From the terminal, these scripts can be run as follows.

Rscript install.R 
Rscript single_score.R "P57102" # replace 'P57102' with the UniprotID for your protein of interest.

Each script can also be opened in an IDE such as Rstudio, and run interactively line by line.

The scoring function used by Epictope sums the calculated scores for each feature, assigning equal weight to thesecondary structure, disordered binding regions, and solvent accessabilty. Sequence conservation is weighted slightly higher, at 1.5 times the other features.

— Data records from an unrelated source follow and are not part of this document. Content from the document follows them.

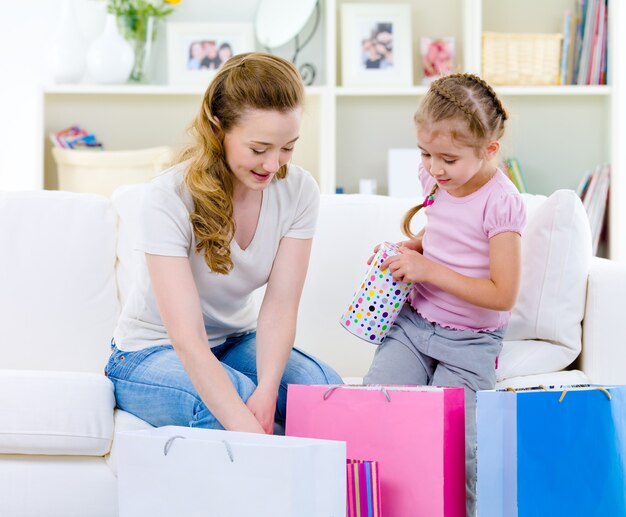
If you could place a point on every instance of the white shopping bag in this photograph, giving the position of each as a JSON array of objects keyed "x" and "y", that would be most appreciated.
[{"x": 181, "y": 471}]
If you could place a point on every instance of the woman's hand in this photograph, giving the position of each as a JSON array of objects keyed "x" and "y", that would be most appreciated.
[
  {"x": 262, "y": 404},
  {"x": 408, "y": 266}
]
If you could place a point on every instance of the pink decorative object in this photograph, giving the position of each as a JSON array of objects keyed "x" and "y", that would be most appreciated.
[
  {"x": 415, "y": 433},
  {"x": 377, "y": 301}
]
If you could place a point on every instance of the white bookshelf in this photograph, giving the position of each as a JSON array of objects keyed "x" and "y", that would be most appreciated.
[{"x": 556, "y": 132}]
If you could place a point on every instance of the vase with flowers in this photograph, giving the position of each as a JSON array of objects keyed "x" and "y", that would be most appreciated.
[{"x": 137, "y": 21}]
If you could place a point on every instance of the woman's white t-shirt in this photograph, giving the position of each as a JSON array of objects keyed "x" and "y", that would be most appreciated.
[{"x": 289, "y": 209}]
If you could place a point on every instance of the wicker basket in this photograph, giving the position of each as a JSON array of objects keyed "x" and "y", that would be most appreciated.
[
  {"x": 101, "y": 172},
  {"x": 521, "y": 59}
]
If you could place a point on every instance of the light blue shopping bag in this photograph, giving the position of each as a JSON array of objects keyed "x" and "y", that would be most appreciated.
[{"x": 552, "y": 451}]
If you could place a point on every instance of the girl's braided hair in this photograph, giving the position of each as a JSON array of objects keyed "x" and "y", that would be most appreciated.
[{"x": 468, "y": 99}]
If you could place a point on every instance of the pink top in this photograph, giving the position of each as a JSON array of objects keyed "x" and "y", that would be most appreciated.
[{"x": 457, "y": 236}]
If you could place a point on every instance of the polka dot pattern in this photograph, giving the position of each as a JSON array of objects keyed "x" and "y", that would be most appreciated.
[{"x": 377, "y": 301}]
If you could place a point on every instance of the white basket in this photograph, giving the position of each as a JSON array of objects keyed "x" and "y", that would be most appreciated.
[{"x": 101, "y": 172}]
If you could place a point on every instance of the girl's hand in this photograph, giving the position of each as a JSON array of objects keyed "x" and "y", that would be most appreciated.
[
  {"x": 369, "y": 260},
  {"x": 407, "y": 266},
  {"x": 262, "y": 403},
  {"x": 413, "y": 244}
]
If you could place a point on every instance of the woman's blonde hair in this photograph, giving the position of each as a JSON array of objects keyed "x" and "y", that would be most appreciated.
[
  {"x": 254, "y": 80},
  {"x": 465, "y": 98}
]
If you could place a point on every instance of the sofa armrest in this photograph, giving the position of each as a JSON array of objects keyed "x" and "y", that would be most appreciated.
[{"x": 604, "y": 351}]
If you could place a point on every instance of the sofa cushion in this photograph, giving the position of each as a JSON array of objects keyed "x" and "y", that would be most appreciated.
[
  {"x": 127, "y": 203},
  {"x": 348, "y": 228},
  {"x": 544, "y": 334},
  {"x": 59, "y": 413},
  {"x": 58, "y": 295}
]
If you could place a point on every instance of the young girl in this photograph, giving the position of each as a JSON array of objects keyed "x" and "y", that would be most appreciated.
[
  {"x": 466, "y": 262},
  {"x": 190, "y": 347}
]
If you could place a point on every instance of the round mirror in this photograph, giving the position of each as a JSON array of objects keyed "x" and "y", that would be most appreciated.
[{"x": 279, "y": 21}]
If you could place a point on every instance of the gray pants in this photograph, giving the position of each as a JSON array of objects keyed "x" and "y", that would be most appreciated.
[{"x": 419, "y": 352}]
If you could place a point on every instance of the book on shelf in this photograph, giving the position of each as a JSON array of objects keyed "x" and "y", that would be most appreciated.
[
  {"x": 515, "y": 174},
  {"x": 584, "y": 53},
  {"x": 74, "y": 137},
  {"x": 593, "y": 189}
]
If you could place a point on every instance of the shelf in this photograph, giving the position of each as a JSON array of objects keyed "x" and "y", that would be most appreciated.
[
  {"x": 501, "y": 90},
  {"x": 554, "y": 90},
  {"x": 137, "y": 89}
]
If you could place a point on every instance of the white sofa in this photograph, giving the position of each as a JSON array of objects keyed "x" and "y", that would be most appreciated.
[{"x": 66, "y": 264}]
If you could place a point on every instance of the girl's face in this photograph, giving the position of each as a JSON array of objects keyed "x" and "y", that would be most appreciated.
[
  {"x": 260, "y": 144},
  {"x": 457, "y": 168}
]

The weight for each feature can be adjusted by the user using a "config.R" file. This file (shorthand for configuration) is used to adjust some of the tuneable parameters in Epictope. The configuration file allows the user to define the species used in the multiple sequence alignment, the values used to score the tag suitability of secondary structures, and the maximum solvent accessibility values to determine solvent accessibility. By default, Epictope will look for a config.R file in the working directory. If a file is not found, it will use default values. The example config.R value in scripts is populated with the default values used by Epictope.

ADD AN EXAMPLE HERE

Epictope is distributed open-source under the GPL3 license.